Files and directories

Reading and writing to files

The symbol table is a little esoteric, so let’s get back to practicalities. How do you mess about with files and directories in Perl? A simple example:

#!/usr/bin/perl
use strict;
use warnings;

open my $INPUT, "<", "C:/autoexec.bat"
    or die "Can't open C:/autoexec.bat for reading $!\n";

open my $OUTPUT, ">", "C:/copied.bat"
    or die "Can't open C:/copied.bat for writing $!\n";

while ( <$INPUT> ) {
    print "Writing line $_";
    print $OUTPUT "$_";
}

Here we open two files, one to read from, one to write to. The $INPUT and $OUTPUT are filehandles, just like STDIN was, only we have created these two ourselves with open. It’s a good idea to give filehandles uppercase names, as these are less likely to conflict with Perl keywords (we don’t want to try reading from a filehandle called print for example).

Note that it’s also possible to write the above in the following way:

open INPUT, "C:/autoexec.bat"
    or die "Can't open C:/autoexec.bat for reading $!\n";

open OUTPUT, ">C:/copied.bat"
    or die "Can't open C:/copied.bat for writing $!\n";

while ( <INPUT> ) {
    print "Writing line $_";
    print OUTPUT "$_";
}
  • You can miss off the $ sigil on the filehandles. However, modern Perl usage is to use a lexically scoped filehandle (except for the standard input, output and error handles that are opened automatically for you). You will see the old style filehandles in code, but you should avoid them if you are running under perl versions > 5.8, as they rely on global variables, and are subject to the same sort of clobbering that we saw earlier.
  • You can miss off the < on calls to open, and perl will assume you mean ‘to read’. However, it’s better practice to explicitly state what you mean with the three argument form.
  • You can combine the read/write/append token into the filename. However, both this and missing out the < on opening to read can be the cause of subtle bugs, so you’d be better to avoid them.

die

The open command always needs at least two arguments: a filehandle, an optional read/write/append token, and a string containing the name of a file to open. So the first line:

open my $INPUT, "<", "C:/autoexec.bat"
    or die "Can't open C:/autoexec.bat for reading $!\n";

means ‘open the file C:/autoexec.bat for reading, and attach it to filehandle $INPUT‘. Now, if this works, the open function will return TRUE, and the stuff after or will never be executed. However, if something does go wrong (like the file doesn’t exist, as it won’t if you’re running on Linux or MacOS), the open function will return FALSE, and the statement after the or will be executed.
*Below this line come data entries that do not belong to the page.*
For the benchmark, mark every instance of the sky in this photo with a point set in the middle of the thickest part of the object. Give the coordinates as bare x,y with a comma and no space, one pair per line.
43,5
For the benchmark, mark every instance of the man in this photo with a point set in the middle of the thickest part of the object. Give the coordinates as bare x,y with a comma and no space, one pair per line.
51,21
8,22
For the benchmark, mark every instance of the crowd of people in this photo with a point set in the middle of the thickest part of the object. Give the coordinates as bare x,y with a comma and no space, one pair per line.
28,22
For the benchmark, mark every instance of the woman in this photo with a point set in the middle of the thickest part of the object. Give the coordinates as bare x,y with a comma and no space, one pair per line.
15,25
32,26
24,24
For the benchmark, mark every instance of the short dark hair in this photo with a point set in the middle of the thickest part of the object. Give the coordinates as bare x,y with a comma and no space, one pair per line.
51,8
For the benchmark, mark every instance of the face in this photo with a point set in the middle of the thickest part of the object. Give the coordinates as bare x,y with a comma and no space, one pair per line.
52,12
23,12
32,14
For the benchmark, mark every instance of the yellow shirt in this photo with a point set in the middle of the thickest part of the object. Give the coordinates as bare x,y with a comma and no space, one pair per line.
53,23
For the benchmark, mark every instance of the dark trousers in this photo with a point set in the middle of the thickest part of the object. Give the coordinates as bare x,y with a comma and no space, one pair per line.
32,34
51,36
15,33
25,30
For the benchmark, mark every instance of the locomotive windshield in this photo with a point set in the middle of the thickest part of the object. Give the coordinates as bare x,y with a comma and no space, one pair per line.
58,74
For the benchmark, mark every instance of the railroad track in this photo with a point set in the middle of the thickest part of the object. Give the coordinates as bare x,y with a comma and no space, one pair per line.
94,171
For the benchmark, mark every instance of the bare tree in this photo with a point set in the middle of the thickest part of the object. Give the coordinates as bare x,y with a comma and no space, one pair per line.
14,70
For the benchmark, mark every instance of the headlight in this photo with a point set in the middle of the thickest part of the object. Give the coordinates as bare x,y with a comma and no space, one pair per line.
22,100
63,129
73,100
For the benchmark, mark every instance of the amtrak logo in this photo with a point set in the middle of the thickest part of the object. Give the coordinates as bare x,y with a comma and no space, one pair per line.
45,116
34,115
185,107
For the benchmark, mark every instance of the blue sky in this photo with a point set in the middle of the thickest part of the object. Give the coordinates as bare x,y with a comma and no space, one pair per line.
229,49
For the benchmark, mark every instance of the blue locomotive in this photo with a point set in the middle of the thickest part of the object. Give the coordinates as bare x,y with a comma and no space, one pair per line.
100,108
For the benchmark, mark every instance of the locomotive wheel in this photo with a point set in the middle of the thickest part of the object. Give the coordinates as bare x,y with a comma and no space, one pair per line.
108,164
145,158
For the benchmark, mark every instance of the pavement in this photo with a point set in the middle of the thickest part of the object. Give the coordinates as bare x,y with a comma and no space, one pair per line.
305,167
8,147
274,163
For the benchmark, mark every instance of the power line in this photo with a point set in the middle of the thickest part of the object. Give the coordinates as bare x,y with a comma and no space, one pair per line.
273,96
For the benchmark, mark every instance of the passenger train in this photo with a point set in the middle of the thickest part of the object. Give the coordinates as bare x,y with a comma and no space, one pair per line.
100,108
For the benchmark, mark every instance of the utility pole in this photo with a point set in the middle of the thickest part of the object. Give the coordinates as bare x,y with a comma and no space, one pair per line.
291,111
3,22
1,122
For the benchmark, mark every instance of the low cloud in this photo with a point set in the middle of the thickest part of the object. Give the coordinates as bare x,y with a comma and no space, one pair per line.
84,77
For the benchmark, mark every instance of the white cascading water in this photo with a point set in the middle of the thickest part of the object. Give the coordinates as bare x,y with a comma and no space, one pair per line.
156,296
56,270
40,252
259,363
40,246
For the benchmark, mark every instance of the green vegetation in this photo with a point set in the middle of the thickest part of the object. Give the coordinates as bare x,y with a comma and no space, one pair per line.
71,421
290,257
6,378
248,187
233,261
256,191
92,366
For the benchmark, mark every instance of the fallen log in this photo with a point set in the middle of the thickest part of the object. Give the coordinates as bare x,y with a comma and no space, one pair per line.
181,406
die causes a Perl program to terminate, with the message you give it (think of it as a lethal print). When something goes wrong, like problems opening files, the Perl special variable $! is set with an error message, which will tell you what went wrong. So this die tells you what you couldn’t do, followed by $!, which’ll probably contain ‘No such file or directory’ or similar.
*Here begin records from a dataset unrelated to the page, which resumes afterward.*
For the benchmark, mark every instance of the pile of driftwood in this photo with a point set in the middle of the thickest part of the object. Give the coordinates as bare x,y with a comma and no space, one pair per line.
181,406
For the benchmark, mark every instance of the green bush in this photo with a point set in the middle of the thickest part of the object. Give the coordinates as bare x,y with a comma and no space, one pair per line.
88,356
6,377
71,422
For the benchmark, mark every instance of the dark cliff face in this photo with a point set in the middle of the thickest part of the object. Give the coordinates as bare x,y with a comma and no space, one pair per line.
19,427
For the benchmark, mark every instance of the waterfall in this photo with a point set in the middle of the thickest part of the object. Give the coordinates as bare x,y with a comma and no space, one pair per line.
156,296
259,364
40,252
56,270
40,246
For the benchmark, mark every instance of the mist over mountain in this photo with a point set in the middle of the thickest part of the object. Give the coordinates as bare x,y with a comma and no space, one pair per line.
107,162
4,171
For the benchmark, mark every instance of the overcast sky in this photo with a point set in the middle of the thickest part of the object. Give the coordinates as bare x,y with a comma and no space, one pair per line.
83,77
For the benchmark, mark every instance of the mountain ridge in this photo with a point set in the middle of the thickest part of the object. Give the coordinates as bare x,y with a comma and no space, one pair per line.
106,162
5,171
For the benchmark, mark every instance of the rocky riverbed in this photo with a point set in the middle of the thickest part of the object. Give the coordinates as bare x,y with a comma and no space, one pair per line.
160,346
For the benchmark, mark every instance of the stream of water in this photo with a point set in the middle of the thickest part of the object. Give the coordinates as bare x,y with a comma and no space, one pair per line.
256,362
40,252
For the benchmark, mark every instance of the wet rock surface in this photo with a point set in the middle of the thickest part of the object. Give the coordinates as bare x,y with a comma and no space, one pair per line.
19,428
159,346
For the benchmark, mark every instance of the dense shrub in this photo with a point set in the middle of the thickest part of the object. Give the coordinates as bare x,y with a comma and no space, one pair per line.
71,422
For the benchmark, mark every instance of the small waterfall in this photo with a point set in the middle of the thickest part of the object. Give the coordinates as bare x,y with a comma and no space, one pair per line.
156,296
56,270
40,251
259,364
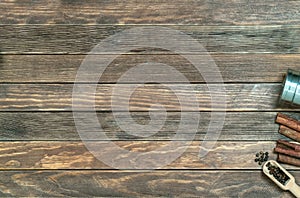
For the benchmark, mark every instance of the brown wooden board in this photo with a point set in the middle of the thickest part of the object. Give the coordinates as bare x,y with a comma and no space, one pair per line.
58,97
45,126
139,184
74,155
217,12
80,39
63,68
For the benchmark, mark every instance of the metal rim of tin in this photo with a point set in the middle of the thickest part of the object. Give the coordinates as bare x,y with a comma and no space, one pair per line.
291,89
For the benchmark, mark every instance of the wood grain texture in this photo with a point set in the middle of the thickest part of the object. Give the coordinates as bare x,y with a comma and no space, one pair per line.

A word of advice before we go any further. On Windows, paths are delimited using the \ backslash. On Unix and MacOSX, paths are delimited using the / forward-slash. Perl will happily accept either of these when running under Windows, but bear in mind \ is an escape, so to write it in a string, you’ll have to escape it, thusly:

$file = "C:/autoexec.bat";
$file = "C:\\autoexec.bat";

I’d go with the first one in the name of portability and legibility, although if you ever need to call an external program (using system, which we’ll cover later), you’ll probably have to convert the / to \ with a regex substitution.

The second line:

open $OUTPUT, ">", "C:/copied.bat"
    or die "Can't open C:/copied.bat for writing $!\n";

is very similar to the first, but here we are opening a file for writing. The difference is the >:

open my $READ, "<C:/autoexec.bat";           # explicit < for reading
open my $READ, "<", "C:/autoexec.bat";       # three argument version is safer
open my $WRITE, ">C:/autoexec.bat";          # open for writing with >
open my $WRITE, ">", "C:/autoexec.bat";      # safer
open my $APPEND, ">>C:/autoexec.bat";        # open for appending with >>
open my $APPEND, ">>", "C:/autoexec.bat";    # safer
open my $READ, "C:/autoexec.bat";            # perl will assume you 'read'

The > means open the file for writing. If you do this the file will be erased and then written to. If you don’t want to wipe the file first, use >>, which opens the file for writing, but doesn’t clobber the contents first. The three argument versions are generally safer: consider whether you want this to work:

chomp( my $file_name = <STDIN> );
    # user types ">important_file"
open my $FILE, $file_name;
    # you assume for reading, but the > that the user enters overrides this. Oops.

Reading lines from a file

The next bit is easy:

while ( <$INPUT> ) {
    print "Writing line $_";
    print $OUTPUT "$_";
}

Remember the line reading angle brackets <> ? As in:

chomp ( my $name = <STDIN> );

This is the same, but here we are reading lines from our own filehandle, $INPUT. A line is defined as stuff up to and including a newline character, just as it was when you were reading things from the keyboard (and you also know this is strictly a fib, <> and chomp deal with lines delimited by whatever is in $/ currently). Conveniently:

while ( <$INPUT> )

is a shorthand for:

while ( defined ( $_ = <$INPUT> ) )

i.e. while there are lines to read, read them into $_. The defined will eventually return FALSE when it gets to the end of the file (don’t test for eof explicitly!), and then the while loop will terminate. However, while there really is stuff to read, the script will print to the command line “writing line blah…”, then print it to the $OUTPUT filehandle too using:

print $OUTPUT "$_";

Note that there is no comma between the filehandle and the thing to print. A normal print:

print "Hello\n";

is actually shorthand for:

print STDOUT "Hello\n";

where STDOUT is the standard output (i.e. the screen), like STDIN was the standard input (i.e. the keyboard). To print to a filehandle other than the default STDOUT, you need to tell print the filehandle name explicitly. If you want to make the filehandle stand out better, you can surround it with braces:

print { $OUTPUT } "$_";

Pipes and running external programs with system

What else can we do with filehandles? As well as opening them to read and write files, we can also open them as pipes to external programs, using the | symbol, rather than > or <.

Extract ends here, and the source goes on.